This activity teaches Cub Scouts about the rights and responsibilities of citizens for the Building a Better World Arrow of Light adventure.
One of the purposes of Cub Scouts is to learn citizenship. And to learn about that, you need to know the rights and responsibilities of citizens.
I want my boys to grow up to be good citizens, and I'm not sure they can learn that without understanding a citizen's rights and duties.
You can make this requirement a bit more fun for the Scouts by making a “Good Citizen” Scout to show the rights and duties!
I used a roll of white 24″ wide art paper that I had.
I sketched an outline of a Scout onto the paper with pencil so that I could erase as needed. I then went over the image with a black Sharpie.
I drew the face on with markers.
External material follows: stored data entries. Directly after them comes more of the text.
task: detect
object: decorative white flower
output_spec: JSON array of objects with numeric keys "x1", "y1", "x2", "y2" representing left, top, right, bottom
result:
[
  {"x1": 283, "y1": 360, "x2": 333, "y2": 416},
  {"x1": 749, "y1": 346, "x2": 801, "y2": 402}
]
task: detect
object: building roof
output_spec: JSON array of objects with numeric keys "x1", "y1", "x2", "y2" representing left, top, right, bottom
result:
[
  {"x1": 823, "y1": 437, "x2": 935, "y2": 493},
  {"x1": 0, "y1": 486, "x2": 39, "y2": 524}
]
As you can see, I'm not an artist! 🙂
I colored the cap and taped it on the head.
You can download a copy of the cap at the bottom of this post.
At this point, you can use your Good Citizen Scout as is or you can cut them out.
If you decide to cut it out and you have access to a large laminator, you can laminate them to make it a bit more sturdy.
During your meeting, give the Scouts several blank sticky notes of two different colors.
Ask them to write the rights of a good citizen on one color note and duties of a citizen on the other color.
You may need to prompt them, so here is a list to start the conversation:
Rights of a Citizen
- Freedom to express yourself
- Freedom to worship as you wish
- Right to a prompt, fair trial by jury
- Right to vote in elections for public officials
- Right to apply for federal employment requiring U.S. citizenship
- Right to run for elected office
- Freedom to pursue “life, liberty, and the pursuit of happiness”
Duties of a Citizen
- Support and defend the Constitution
- Stay informed of the issues affecting your community
- Participate in the democratic process
- Respect and obey federal, state, and local laws
- Respect the rights, beliefs, and opinions of others
- Participate in your local community
- Pay income and other taxes honestly, and on time, to federal, state, and local authorities
- Serve on a jury when called upon
- Defend the country if the need should arise
Have the Scouts stick their notes to the Good Citizen Scout. You could even have them give an example of a time when they demonstrated the trait they wrote.
What other ways will you use your Good Citizen Scout?